Je ne connais pas beaucoup d’autres photographies d’art représentant une fille avec un revolver enfoncé dans la bouche. Je pense que Terry Richardson a peut-être essayé, mais je n’en suis pas sûr. La seule avérée dans ma mémoire est un cliché d’Helmut Newton intutilé Jo Champa at Chelsea 1988. L’angle est différent, l’arme est un automatique et le modèle est vu du dessus en frontal comme lors d’une fellation. Ce Polaroid d’Edo Bertoglio est antérieur de neuf ans à l’image de Newton. Edo se souvient de l’avoir pris en juillet 1979 à New York. Je cite son mail : « Son nom était Cuki et on revenait d’un tour à moto (avec mon Harley-Davidson Super Glide), donc on était habillés en cuir et je voulais faire des photos dans le style “biker dur et pur” et puisque, dans mon studio, sur une table il y avait ce revolver qui était une copie du Magnum 357 (c’était un BB gun à air comprimé), et là Cuki a bien pensé de jouer avec (Cuki est mariée et apparemment elle a quatre fils, je ne l’ai plus jamais revue depuis les années 1980). Le Polaroid était un SX 70 à l’époque l’appareil que j’utilisais pour faire une espèce de journal de ce qui se passait autour de moi. »
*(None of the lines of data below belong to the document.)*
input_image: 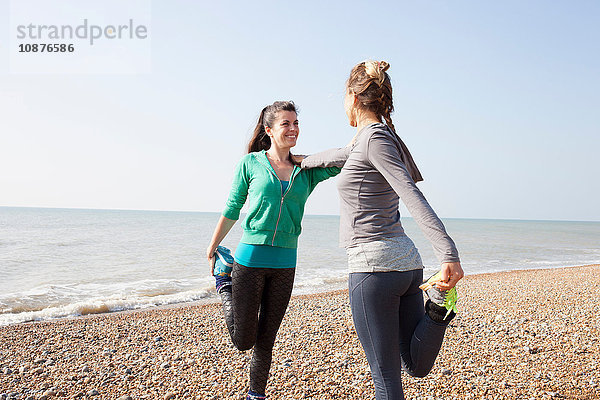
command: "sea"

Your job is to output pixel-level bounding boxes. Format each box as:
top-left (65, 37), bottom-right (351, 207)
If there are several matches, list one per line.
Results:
top-left (1, 207), bottom-right (598, 326)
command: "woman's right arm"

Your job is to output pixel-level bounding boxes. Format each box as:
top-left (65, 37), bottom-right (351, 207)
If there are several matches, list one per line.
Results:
top-left (366, 132), bottom-right (463, 288)
top-left (206, 157), bottom-right (250, 271)
top-left (206, 215), bottom-right (236, 272)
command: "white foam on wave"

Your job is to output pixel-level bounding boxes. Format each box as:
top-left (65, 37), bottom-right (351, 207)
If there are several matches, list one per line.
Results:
top-left (0, 279), bottom-right (217, 326)
top-left (0, 288), bottom-right (216, 326)
top-left (291, 275), bottom-right (348, 296)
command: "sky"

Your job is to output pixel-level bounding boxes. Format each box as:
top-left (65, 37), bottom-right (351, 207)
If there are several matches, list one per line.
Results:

Edo Bertoglio est un photographe suisse né à Lugano en 1951. Il a exercé à New York durant cette période très intéressante qui va de 1976 au milieu des années 1980. Je l’ai découvert par Eva Ionesco dont il a réalisé un portrait le jour où Eva a fait couper sa sublime chevelure d’enfant chez un coiffeur de Saint Mark’s Place en l’honneur de Sid Vicious. C’est Charles Surya qui m’a présenté Edo lors d’une soirée chez Marie Beltrami et je l’ai aussitôt trouvé extrêmement beau et sympathique.

J’ai malheureusement raté son exposition chez Frédéric Sanchez à Paris lors de la sortie de son long-métrage Downtown 81 avec Jean-Michel Basquiat. Edo fut le compagnon de Maripol, styliste de Fiorucci et accessoirement l’auteur du premier look de Madonna crucifix et robe blanche (époque Like a Virgin). Maripol est aussi photographe et il existe un livre de ses Polaroids, mais j’adore surtout ceux d’Edo. Cette Cuki au BB gun bien sûr, mais aussi un portrait de Blondie devant une enseigne de bar. Je ne saurais dire pourquoi, mais il émane des photographies d’Edo Bertoglio, l’âme fragile et électrique de ces quelques mois qui mirent fin aux années 1970, comme Cuki voulut peut-être, un instant d’été pour rire, exploser son doux visage et ses beaux cheveux roux après un tour en motocyclette.